The Templars and Hospitallers
The title of the book alludes to history’s dominant Christian military orders: The Knights of the Temple and the Hospital, together representing the “Two Swords.”
In reinvigorating the accounts of these two orders, Ibrahim points to a larger theme also represented in the book’s title -- namely, that Christians “are to fight two sorts of evils with two sorts of swords -- a spiritual sword against spiritual enemies, and a physical sword against physical enemies.”
The notion of that Christians should be prepared for both spiritual and physical conflict comes from Luke’s Gospel where Christ instructs His disciples to sell their garments and buy a sword, and upon bringing Him two swords, He tells them, “It is enough.”
From this foundational context, Two Swords launches into a dramatic and captivating arc of history from the genesis of the two military orders through the improbable victories and harrowing defeats that framed their existence and eventual dissolution.
The journey starts in 1119 with the humble beginnings of nine Christian warriors led by a veteran of the First Crusade, Hugh of Payns, who decided to form “a brotherhood of guardians” to serve as a protective detail for Christian pilgrims traveling to and from Jerusalem.
This small band of veterans viewed their solemn enterprise as their own personal Christian ministry, so to speak.

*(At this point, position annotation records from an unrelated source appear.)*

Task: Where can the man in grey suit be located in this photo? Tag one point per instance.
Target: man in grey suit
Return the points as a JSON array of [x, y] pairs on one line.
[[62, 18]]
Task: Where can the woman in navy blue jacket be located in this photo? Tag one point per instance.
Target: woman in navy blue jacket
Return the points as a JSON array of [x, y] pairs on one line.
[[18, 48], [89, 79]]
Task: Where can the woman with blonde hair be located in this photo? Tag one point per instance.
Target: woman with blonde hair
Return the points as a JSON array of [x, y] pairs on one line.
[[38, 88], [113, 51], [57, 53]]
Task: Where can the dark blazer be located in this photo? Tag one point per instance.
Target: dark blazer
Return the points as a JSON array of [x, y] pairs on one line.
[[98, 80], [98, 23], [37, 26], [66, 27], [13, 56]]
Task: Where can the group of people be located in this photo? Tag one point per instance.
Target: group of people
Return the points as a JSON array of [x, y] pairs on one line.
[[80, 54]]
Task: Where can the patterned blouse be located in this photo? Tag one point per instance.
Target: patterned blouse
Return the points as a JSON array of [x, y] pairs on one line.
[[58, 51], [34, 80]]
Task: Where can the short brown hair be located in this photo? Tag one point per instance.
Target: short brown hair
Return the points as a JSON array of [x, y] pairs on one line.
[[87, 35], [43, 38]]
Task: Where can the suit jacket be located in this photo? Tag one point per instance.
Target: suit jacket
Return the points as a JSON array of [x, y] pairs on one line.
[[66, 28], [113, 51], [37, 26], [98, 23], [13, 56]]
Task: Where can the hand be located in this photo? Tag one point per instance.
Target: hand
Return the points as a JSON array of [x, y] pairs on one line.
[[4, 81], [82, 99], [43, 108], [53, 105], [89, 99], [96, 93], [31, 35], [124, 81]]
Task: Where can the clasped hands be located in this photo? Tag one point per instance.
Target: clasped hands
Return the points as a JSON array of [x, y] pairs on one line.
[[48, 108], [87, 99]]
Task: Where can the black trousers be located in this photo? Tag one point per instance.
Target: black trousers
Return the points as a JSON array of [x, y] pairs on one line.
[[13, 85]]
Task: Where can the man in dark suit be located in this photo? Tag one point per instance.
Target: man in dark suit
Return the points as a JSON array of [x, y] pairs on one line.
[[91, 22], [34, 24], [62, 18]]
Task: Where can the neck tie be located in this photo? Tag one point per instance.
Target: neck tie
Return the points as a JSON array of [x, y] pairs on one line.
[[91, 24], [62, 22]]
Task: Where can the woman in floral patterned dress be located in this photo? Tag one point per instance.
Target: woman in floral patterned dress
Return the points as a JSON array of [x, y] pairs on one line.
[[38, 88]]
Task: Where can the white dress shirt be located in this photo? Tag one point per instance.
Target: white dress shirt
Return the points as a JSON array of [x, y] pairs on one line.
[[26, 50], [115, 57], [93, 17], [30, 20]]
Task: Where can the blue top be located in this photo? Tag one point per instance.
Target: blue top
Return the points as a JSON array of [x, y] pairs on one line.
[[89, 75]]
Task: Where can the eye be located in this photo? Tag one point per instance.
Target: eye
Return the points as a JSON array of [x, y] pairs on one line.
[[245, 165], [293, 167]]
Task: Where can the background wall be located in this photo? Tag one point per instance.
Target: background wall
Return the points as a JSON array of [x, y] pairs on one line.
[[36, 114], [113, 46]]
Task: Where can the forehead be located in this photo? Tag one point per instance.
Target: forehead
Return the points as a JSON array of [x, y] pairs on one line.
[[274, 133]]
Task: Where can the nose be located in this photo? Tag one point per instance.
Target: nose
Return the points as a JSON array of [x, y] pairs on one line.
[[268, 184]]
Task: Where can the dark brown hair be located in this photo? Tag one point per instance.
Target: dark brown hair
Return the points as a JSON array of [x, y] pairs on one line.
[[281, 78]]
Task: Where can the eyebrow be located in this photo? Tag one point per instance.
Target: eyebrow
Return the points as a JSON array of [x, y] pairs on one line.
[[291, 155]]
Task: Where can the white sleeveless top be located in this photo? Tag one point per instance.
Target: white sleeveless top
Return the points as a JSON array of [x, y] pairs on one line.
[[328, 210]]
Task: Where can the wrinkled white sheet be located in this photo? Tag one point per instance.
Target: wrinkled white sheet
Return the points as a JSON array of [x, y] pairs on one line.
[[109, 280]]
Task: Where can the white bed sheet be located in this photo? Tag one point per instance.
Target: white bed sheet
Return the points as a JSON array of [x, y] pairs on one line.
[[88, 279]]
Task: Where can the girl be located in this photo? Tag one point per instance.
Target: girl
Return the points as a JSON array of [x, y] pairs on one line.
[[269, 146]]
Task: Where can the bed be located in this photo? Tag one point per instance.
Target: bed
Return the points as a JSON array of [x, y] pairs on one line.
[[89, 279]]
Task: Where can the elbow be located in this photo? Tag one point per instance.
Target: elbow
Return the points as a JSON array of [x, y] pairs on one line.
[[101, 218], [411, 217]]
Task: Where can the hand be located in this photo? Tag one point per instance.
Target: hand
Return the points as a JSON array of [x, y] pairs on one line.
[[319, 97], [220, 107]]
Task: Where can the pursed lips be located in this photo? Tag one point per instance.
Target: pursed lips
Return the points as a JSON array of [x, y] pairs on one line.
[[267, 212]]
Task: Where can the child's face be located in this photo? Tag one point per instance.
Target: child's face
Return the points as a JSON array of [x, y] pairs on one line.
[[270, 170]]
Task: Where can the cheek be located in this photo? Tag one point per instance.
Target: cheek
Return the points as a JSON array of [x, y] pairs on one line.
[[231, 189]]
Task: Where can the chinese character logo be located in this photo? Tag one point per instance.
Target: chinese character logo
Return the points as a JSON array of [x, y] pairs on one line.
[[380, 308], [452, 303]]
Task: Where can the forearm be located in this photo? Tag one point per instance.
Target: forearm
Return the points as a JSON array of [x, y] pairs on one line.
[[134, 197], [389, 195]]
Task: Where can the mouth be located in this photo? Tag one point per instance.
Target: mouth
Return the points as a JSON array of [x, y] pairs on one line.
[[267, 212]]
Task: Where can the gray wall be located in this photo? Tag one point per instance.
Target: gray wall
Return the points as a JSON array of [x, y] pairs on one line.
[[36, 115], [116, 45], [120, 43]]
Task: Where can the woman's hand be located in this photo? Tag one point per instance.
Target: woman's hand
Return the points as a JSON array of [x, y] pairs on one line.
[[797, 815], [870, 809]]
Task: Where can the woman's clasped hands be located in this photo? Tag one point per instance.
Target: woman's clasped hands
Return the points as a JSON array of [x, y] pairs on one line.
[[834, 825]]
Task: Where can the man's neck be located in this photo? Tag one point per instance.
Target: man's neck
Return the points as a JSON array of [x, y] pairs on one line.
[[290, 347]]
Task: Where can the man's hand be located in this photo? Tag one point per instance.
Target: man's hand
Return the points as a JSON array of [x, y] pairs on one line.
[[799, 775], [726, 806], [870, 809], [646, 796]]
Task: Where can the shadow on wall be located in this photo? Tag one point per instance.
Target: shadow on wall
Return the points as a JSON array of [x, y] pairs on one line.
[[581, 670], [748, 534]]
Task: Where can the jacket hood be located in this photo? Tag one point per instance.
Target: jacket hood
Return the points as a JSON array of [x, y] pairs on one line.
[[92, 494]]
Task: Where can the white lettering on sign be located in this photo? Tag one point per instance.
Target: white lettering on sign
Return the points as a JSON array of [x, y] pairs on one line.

Ironically, the warrior monks were given the al-Aqsa Mosque on the Temple Mount as their lodge and operational headquarters, giving rise to the names “The Knights of the Temple,” or “Templars.”

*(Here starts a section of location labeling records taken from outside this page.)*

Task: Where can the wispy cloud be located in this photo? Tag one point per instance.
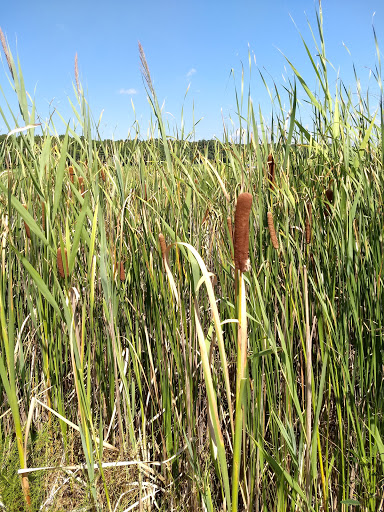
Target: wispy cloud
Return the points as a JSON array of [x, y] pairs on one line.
[[128, 91]]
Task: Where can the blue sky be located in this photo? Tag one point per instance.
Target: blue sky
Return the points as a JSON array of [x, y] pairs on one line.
[[196, 43]]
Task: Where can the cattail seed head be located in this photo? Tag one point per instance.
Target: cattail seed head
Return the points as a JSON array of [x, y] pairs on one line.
[[308, 224], [122, 271], [271, 170], [27, 230], [81, 185], [43, 214], [163, 245], [329, 196], [272, 231], [230, 228], [241, 237], [60, 266]]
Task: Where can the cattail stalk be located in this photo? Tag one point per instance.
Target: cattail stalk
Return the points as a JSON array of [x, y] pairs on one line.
[[241, 256], [71, 174], [43, 214], [122, 271], [6, 51], [272, 231], [82, 186], [77, 75], [241, 238], [27, 230], [308, 224], [60, 265]]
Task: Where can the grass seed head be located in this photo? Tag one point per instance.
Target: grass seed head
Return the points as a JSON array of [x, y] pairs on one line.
[[241, 238], [27, 230], [272, 231], [308, 224]]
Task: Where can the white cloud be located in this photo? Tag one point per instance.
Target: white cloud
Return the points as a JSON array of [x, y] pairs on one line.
[[128, 91]]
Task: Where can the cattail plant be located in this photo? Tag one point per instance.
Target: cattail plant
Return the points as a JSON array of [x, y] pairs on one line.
[[329, 196], [71, 174], [60, 265], [122, 271], [271, 170], [272, 231], [6, 52], [43, 214], [163, 246], [81, 185], [241, 238], [241, 257], [308, 224], [27, 230]]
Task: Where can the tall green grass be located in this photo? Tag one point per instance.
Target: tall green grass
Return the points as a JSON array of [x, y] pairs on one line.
[[218, 389]]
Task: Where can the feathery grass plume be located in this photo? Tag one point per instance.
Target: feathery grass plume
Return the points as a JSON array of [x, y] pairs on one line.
[[71, 173], [77, 75], [272, 231], [329, 196], [60, 266], [308, 224], [122, 271], [6, 51], [163, 245], [271, 170], [27, 230], [241, 238], [43, 214], [145, 69]]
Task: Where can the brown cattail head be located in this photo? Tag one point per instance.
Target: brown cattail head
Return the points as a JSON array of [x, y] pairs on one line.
[[272, 231], [122, 271], [271, 170], [6, 51], [163, 245], [230, 228], [77, 74], [43, 214], [241, 238], [27, 230], [60, 266], [308, 224], [71, 173], [81, 185]]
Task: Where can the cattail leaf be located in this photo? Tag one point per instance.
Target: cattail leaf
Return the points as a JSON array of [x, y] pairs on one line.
[[77, 235], [364, 142], [60, 176], [41, 285], [26, 216]]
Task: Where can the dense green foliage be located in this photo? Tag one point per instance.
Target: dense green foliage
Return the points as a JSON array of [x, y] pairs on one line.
[[116, 345]]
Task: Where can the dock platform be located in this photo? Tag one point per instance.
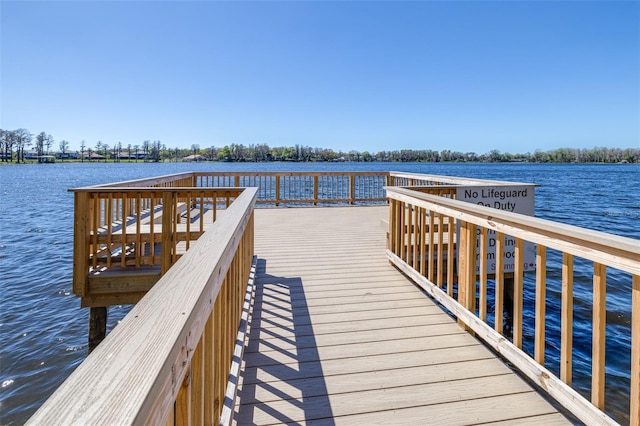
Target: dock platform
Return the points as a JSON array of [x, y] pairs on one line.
[[339, 336]]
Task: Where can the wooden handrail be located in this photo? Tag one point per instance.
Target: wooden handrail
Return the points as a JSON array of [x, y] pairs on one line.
[[412, 220], [145, 370]]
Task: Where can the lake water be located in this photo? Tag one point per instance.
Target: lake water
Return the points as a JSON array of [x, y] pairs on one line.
[[43, 330]]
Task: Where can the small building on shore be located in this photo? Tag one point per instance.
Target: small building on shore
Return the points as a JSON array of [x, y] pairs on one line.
[[194, 157]]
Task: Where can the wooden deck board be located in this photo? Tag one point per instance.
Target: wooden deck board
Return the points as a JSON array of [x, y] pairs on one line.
[[338, 336]]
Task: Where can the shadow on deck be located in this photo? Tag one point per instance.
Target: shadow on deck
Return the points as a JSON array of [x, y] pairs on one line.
[[282, 348]]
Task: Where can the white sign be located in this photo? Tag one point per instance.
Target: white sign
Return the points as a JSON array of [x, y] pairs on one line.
[[516, 199]]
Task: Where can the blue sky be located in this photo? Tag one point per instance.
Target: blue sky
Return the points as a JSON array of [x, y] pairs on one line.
[[370, 76]]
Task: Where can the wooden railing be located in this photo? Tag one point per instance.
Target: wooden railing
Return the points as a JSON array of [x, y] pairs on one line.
[[425, 228], [304, 188], [168, 361]]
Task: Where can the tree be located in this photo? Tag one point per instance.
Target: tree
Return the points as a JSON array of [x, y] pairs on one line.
[[106, 151], [7, 140], [48, 142], [98, 148], [40, 141], [145, 147]]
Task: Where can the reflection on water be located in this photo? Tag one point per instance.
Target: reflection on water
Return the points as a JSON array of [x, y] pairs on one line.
[[43, 330]]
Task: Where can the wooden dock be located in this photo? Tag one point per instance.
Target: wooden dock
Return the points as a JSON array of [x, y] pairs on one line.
[[339, 336]]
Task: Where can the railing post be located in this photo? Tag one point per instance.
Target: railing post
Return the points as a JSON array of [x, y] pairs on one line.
[[315, 190], [467, 269], [352, 189], [167, 231]]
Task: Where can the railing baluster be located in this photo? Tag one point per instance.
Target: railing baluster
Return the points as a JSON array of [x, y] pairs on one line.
[[599, 327], [451, 230], [483, 274], [541, 299], [518, 290], [499, 283], [432, 236], [566, 322], [634, 408]]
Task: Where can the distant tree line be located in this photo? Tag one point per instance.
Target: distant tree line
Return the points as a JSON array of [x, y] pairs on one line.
[[14, 142]]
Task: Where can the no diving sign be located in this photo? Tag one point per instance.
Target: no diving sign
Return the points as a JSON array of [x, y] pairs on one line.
[[516, 199]]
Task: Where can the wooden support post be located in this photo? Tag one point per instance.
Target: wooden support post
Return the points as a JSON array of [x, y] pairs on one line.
[[81, 241], [97, 326]]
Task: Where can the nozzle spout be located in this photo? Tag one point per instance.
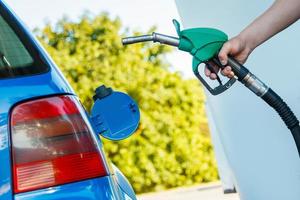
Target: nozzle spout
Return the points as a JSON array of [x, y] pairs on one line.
[[155, 37]]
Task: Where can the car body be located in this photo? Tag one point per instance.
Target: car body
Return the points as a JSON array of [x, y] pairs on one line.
[[39, 81]]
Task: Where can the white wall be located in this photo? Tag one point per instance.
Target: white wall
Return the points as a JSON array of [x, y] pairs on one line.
[[260, 150]]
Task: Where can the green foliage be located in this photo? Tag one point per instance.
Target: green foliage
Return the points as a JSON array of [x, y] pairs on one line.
[[171, 146]]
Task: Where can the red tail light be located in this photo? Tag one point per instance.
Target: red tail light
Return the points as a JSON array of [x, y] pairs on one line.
[[52, 144]]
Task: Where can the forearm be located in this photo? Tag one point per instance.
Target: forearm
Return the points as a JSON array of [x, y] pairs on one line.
[[279, 16]]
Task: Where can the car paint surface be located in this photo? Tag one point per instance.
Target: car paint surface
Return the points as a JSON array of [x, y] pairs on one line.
[[16, 90]]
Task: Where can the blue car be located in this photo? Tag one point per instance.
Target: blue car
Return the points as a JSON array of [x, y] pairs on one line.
[[49, 145]]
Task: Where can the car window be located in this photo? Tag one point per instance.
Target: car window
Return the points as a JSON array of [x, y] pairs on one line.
[[18, 56]]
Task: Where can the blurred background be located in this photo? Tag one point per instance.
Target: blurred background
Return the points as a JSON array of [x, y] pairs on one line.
[[172, 145]]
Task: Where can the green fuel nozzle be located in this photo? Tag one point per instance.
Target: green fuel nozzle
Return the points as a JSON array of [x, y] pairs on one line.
[[202, 43]]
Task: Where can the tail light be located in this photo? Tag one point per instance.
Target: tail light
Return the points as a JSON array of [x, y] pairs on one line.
[[52, 144]]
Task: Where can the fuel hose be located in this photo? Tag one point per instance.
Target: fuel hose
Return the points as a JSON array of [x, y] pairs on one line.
[[268, 95]]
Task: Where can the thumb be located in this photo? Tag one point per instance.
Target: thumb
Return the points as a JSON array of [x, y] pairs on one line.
[[223, 54]]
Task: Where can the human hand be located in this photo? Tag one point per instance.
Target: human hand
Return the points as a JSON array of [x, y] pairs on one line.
[[237, 47]]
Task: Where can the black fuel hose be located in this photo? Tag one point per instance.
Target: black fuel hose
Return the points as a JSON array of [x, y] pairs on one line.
[[268, 95]]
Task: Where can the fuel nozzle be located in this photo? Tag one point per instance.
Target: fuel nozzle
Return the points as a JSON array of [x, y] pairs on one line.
[[155, 37]]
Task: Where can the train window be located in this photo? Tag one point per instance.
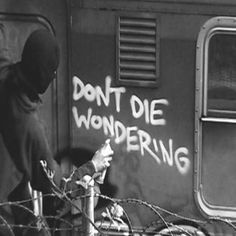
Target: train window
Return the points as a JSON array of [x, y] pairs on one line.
[[215, 118], [221, 77], [138, 50]]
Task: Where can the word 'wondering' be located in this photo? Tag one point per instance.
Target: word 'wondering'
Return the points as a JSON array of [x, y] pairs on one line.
[[136, 139]]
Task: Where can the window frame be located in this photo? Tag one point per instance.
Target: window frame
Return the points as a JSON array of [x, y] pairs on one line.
[[210, 28]]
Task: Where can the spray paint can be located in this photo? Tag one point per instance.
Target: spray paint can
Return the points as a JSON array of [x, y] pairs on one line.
[[105, 150]]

A decade later, a forward-thinking and highly influential monk named Bernard of Clairvaux energetically championed the Templars’ cause.
Producing similar men who lived the warrior monk ethos was the order of the Knights of the Hospital of St. John.
As the name suggests, this order was founded as a Christian hospital in Jerusalem with the objective of caring for sick and injured Christian pilgrims, eventually opening their doors to the sick and poor in general. While the Hospitallers became a fierce military order on par with the Templars, they maintained their mission of caregiving throughout the order’s entire history.
Notably, Ibrahim brings to life the little-known fact that the Hospitallers transformed into preeminent naval tacticians after being forced to flee Acre and relocate to the island of Rhodes. In many ways, they were like modern Navy SEALs -- feared soldiers, highly skilled in warfare on both sea and land.
By the end of the book, this much about the two orders is quite clear: The Knights of the Temple and the Hospital were both “Christendom’s greatest warriors,” and “they were also among its more sincere and pious.”
The Big Picture of The Two Swords of Christ
Constructed as a series of short chapters, Two Swords has the pace and feel of a dramatic Netflix series.
Ibrahim brings this ancient world into vivid clarity while still telling a cohesive history of the two orders and centuries of clashes with Islamic empires fixated on conquering the West.
To that end, Two Swords features Ibrahim’s strength as a narrator and storyteller who seamlessly weaves in direct quotations and observations collected from eyewitness accounts or writings produced around the time of the events.
By pinning the stories to first-hand accounts written by both Christian and Muslim chroniclers, the book is grounded in the sobering reality that in the face of jihadists bent on Islamic hegemony, there will always be a need for Christians who embrace the pursuit “of those two ancient virtues -- piety and [righteous] militancy.”
This is especially true at a time when woke historians and politicians have spun the myth that Islamic violence is mainly the byproduct of Muslim anger at past Western colonialism.
In the end analysis, Two Swords, along with Ibrahim’s other works, eviscerates this secular revisionist and anti-Western historical rubbish, illustrating that jihad is doctrinal and that the words, deeds, and objectives of its adherents predictably form a pattern that dates back to the 7th century.
In that way, Ibrahim is much like Bernard of Clairvaux -- vigorously urging Christians to recognize the historical patterns of Islamic violence and awaken the warrior ethos that lies dangerously dormant on the pillow of 21st-century prosperity.